Mit YouTube lange Vokabellisten erstellt

Mithilfe von Videos der Vorjahresgewinner, die auf YouTube zu finden waren, erstellten Luise und Deborah nach Ihrem Sieg in Köln erst einmal Vokabellisten. Darauf zu finden: Sätze wie "Haben Sie gut hergefunden?", "Dürfen wir uns Notizen machen?" und Hinweise auf die Schweigepflicht. Mit zwei Freunden simulierten sie anschließend Mandantengespräche. In diesem Jahr kamen alle Fälle, die nach nationalem Recht der jeweiligen Teilnehmer gelöst werden, aus dem Bereich des Arbeitsrechts – praktischerweise dem Studienschwerpunkt der beiden. Im Finale ging es etwa um einen drogensüchtigen Arzt, der einem Mitarbeiter mit der Kündigung drohte, sollte der seine Abhängigkeit melden. Dabei hatte der Krankenpfleger bereits mehrere durch den suchtkranken Vorgesetzten verursachte Todesfälle beobachtet.
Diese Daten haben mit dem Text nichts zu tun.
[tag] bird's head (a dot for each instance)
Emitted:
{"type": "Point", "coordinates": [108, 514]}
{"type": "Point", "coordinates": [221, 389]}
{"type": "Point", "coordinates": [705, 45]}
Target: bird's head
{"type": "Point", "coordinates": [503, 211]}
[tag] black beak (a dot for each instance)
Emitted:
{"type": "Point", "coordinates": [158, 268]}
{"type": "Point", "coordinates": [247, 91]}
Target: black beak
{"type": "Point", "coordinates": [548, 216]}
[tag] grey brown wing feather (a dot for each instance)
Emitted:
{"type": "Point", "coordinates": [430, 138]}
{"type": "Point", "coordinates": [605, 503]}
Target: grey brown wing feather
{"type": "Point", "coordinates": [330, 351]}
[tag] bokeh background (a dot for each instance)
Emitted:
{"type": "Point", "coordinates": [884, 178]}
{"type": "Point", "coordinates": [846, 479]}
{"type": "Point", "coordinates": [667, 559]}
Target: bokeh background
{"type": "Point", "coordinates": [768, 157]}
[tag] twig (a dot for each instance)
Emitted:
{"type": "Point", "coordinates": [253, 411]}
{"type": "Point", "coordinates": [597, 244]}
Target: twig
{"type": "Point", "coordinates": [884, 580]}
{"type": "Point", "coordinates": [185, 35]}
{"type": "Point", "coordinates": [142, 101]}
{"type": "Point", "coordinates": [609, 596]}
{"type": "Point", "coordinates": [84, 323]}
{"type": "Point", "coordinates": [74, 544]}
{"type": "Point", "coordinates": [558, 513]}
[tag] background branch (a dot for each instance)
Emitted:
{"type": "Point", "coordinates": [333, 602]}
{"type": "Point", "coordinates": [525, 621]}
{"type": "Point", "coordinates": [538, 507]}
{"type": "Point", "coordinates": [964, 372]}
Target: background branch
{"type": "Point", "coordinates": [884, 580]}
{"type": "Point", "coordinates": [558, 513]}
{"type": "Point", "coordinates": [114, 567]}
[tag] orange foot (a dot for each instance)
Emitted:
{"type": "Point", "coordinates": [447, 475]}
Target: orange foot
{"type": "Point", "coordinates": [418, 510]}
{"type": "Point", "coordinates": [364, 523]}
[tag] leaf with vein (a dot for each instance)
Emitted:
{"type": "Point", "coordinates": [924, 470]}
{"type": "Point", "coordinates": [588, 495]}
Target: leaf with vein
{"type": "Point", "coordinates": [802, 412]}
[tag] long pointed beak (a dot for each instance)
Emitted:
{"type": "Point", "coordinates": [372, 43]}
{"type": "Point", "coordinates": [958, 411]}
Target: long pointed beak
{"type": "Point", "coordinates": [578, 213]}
Doch so kurz und knapp wird der Fall für die Teilnehmer im Vorfeld nicht zusammengefasst: Nur mithilfe eines wenige Stichworte langen Memos versuchen die Studenten, sich auf den juristischen Schwerpunkt des Falls vorzubereiten. Dass das häufig eher ein heiteres Rätselraten ist, zeigte sich auch im Finalfall: Auf dem Memo stand da unter anderem das Stichwort "Chemikalien". Einen verunsicherten Krankenpfleger hatten Luise und Deborah sich darunter nicht vorgestellt. Ganz wie im realen Mandantengespräch hieß es für die Kölnerinnen im Wettbewerb dennoch: ruhig bleiben und vor allem den Mandanten beruhigen. Der musste den angehenden Anwältinnen schließlich weit genug vertrauen, um seinen Fall inklusive unangenehmer Details zu erläutern. "Man muss professionell und sympathisch auftreten, dabei aber auch juristisch überzeugen", so beschreibt Luise die Anforderungen. Und das unter Zeitdruck, denn länger als eine halbe Stunde darf kein Team mit seinem Mandanten sprechen. Eine echte Herausforderung, wenn eine Bankangestellte, zwar von ihrem Chef sexuell belästigt wird und deshalb den Tränen nahe ist, aber eben auch Gelder der Bank in Höhe hunderttausender Euros veruntreut hat – so ge-schehen im Halbfinale.

Die Neuseeländer: entspannt. Die Deutschen: effizient.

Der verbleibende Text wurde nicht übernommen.